A partir de então, Petro levou uma vida dupla, por assim dizer: Após completar seus estudos, tornou-se funcionário da cidade colombiana de Zipaquirá em 1980, e mais tarde foi eleito vereador da cidade. Ao mesmo tempo, ele estava envolvido no M-19 como coronel Aureliano, codinome que deu a si mesmo inspirado em um personagem do romance Cem Anos de Solidão, de seu compatriota e ídolo, o prêmio Nobel Gabriel García Márquez.Durante esse período, o M-19 cometeu diverso crimes, incluindo sequestros, assassinatos e ataques a instalações militares e policiais. Não se sabe em quantos desses casos Petro estaria envolvido. A Justiça da Colômbia ainda não analisou os centenas de crimes cometidos pelo M-19.
Para mudar isso, o jornalista colombiano François Roger Cavard diz ter coletado provas de 40 desses crimes e entrou com ações judiciais. Uma delas foi recentemente admitida pela Audiência Nacional da Espanha. Nela, Gustavo Petro é acusado de envolvimento no sequestro em 1981 do jornalista espanhol Fernando González Pacheco, que morreu em 2014.
Sabático diplomático na Bélgica
Petro já foi a julgamento antes como guerrilheiro: em 1985, ele foi preso por posse ilegal de armas, torturado e condenado a 18 meses de prisão por conspiração. Quando o M-19 depôs suas armas em 1990 e se tornou o partido político Aliança Democrática M-19, Petro disputou e venceu uma cadeira na Câmara dos Deputados.

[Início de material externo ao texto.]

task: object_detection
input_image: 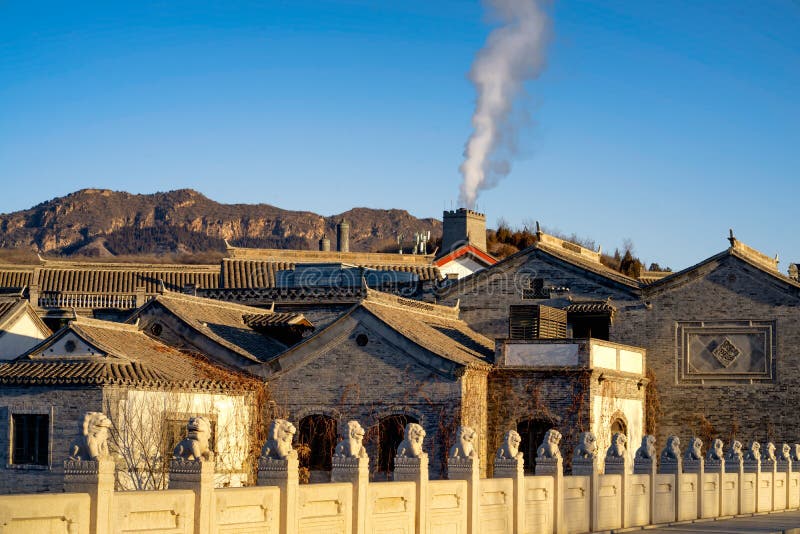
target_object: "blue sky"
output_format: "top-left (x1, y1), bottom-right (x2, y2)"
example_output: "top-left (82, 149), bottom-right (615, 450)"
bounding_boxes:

Sua tentativa de reeleição, em 1994, não foi bem sucedida. Depois de receber inúmeras ameaças de morte, Petro optou por ser enviado à Bélgica como diplomata nos anos 90. Após seu retorno, ele entrou novamente no Congresso – primeiro como deputado, depois como senador.

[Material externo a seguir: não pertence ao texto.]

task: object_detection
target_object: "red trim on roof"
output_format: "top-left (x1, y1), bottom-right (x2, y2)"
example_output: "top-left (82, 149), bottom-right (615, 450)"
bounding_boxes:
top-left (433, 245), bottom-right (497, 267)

Ele ganhou notoriedade sobretudo ao expor as conexões do então presidente Álvaro Uribe com a organização terrorista de direita Forças Unidas de Autodefesa da Colômbia (AUC), o que lhe trouxe inúmeros processos.
Provavelmente devido a esse sucesso, ele se tornou o candidato do partido de esquerda moderada Polo Democrático Alternativo (PDA) na disputa presidencial de 2010, mas desistiu no primeiro turno. Dois anos depois, ele venceu a eleição para prefeito de Bogotá.
No cargo, ele impôs controles mais rígidos sobre armas na capital, fortaleceu o transporte público e criou um secretariado feminino e um ponto de contato central para a comunidade LGBT. Sobretudo, ele apoiou os setores mais pobres da população com programas sociais.
Capitalismo ecológico-social?
Nas eleições presidenciais de 2018, Petro perdeu no segundo turno para o agora extremamente impopular presidente Iván Duque. Neste ano, ainda mais do que na disputa anterior, ele entrou na corrida com um programa eleitoral de esquerda moderada. O economista se pronunciou a favor de uma maior tributação das empresas e quer limitar a exploração ambientalmente danosa de recursos minerais.
Ao mesmo tempo, não deve haver expropriação de propriedade privada sob sua presidência. Ele fez um juramento registrado em cartório sobre isso. Embora o documento provavelmente não seja juridicamente vinculante, o sinal político foi claro.
"A Colômbia não precisa de socialismo, precisa de democracia", disse Petro ao diário espanhol El Pais em setembro passado. E, durante seu discurso de vitória, ele falou a seus apoiadores extasiados: "Queremos desenvolver o capitalismo na Colômbia". Segundo Petro, isso deveria incluir "justiça ambiental", assim como justiça social.
Será que Petro conseguirá unir a Colômbia?
A terceira mensagem principal, que Petro também repetiu na noite das eleições, é uma questão perene na Colômbia: a paz. Esse objetivo une a esmagadora maioria das pessoas no país, mas uma maioria estreita parece pensar que ele é o presidente certo para alcançá-lo.
Muitos apoiadores de seu oponente nas eleições temem que Petro queira transformar a Colômbia em outra Venezuela, ao contrário de suas promessas. A maioria dos analistas concorda que sua vitória eleitoral é um marco histórico. A direção que essa reviravolta terá está agora nas suas mãos.